La maladie l'épuisait depuis de longs mois ; lui au moins n'avait pas menti lorsqu'il avait pris pour prétexte sa gravelle afin de ne pas se présenter le premier devant le ministre espagnol, don Luis de Haro. Angélique surprit un regard de la reine mère vers le cardinal, un regard de femme anxieuse, qui se tourmente. Sans doute, elle brûlait de lui dire : « Ne parlez pas tant, vous vous fatiguez. C'est l'heure de votre tisane. »

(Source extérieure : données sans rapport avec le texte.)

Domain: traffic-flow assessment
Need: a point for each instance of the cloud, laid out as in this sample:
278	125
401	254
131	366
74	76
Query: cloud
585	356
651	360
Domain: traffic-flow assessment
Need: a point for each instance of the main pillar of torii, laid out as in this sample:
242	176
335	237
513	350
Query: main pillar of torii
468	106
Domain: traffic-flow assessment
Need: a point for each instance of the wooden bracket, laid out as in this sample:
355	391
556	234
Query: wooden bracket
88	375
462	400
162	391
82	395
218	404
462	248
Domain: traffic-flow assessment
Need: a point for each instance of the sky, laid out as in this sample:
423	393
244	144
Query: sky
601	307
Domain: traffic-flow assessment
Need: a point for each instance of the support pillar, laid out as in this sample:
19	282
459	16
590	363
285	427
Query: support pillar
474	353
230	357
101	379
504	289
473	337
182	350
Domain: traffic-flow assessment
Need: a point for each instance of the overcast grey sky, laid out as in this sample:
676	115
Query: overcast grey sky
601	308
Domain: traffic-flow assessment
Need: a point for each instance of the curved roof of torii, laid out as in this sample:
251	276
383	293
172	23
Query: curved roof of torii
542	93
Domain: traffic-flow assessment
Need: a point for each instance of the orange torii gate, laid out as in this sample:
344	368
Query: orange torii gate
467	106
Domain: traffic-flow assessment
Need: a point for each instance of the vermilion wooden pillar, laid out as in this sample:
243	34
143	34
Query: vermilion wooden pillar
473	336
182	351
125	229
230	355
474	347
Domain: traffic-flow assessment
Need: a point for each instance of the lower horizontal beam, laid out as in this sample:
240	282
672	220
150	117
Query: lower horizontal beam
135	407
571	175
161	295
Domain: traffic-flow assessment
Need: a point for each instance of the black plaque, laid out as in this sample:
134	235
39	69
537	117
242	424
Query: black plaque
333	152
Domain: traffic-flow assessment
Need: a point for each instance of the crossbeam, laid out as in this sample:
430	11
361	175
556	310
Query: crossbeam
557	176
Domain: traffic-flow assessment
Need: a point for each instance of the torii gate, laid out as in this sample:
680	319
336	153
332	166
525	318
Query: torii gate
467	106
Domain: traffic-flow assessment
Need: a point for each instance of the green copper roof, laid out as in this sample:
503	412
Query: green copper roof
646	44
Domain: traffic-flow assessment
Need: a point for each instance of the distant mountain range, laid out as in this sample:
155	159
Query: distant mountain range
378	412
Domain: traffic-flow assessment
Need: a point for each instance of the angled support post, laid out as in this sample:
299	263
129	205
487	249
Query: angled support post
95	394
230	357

Était-ce vrai qu'elle avait aimé son Italien, la reine si longtemps dédaignée par un époux trop chaste ?... Tout le monde l'affirmait, mais personne n'en était sûr. Les escaliers dérobés du Louvre gardaient bien leur secret. Un seul être peut-être le connaissait, et c'était ce fils âprement défendu, le roi. Dans les lettres qu'ils échangeaient, le cardinal et la reine ne l'appelaient-ils pas : le Confident ? Confident de quoi ?...

– À l'occasion, j'aimerais m'entretenir avec vous de vos travaux, dit encore le cardinal.

Le jeune roi renchérit avec une certaine vivacité :

– Moi aussi. Ce qu'on m'en a dit a éveillé ma curiosité.

– Je suis à la disposition de Votre Majesté et de Son Éminence. L'audience était terminée.

Angélique et son mari allèrent saluer Mgr de Fontenac, qu'ils apercevaient dans l'entourage immédiat du cardinal.

Puis ils firent le tour des hautes personnalités et de leurs relations. Angélique avait l'échiné rompue à force de révérences, mais elle était dans un tel état d'excitation et de plaisir qu'elle ne sentait pas la fatigue. Les compliments qu'on lui adressait ne pouvaient lui faire douter de son succès. Il était certain que leur couple attirait beaucoup l'attention.

Tandis que son mari s'entretenait avec le maréchal de Gramont, un jeune homme de petite taille mais de figure agréable vint se planter devant Angélique.

– Me reconnaissez-vous, ô déesse descendue à l'instant même du char du Soleil ?

– Certes, s'écria-t-elle enchantée, vous êtes Péguilin.

Puis elle s'excusa :

– Je suis bien familière, monsieur de Lauzun, mais que voulez-vous, j'entends parler partout de Péguilin. Péguilin par-ci, Péguilin par-là ! On a pour vous une telle tendresse que, sans vous avoir revu, je me suis mise à l'unisson.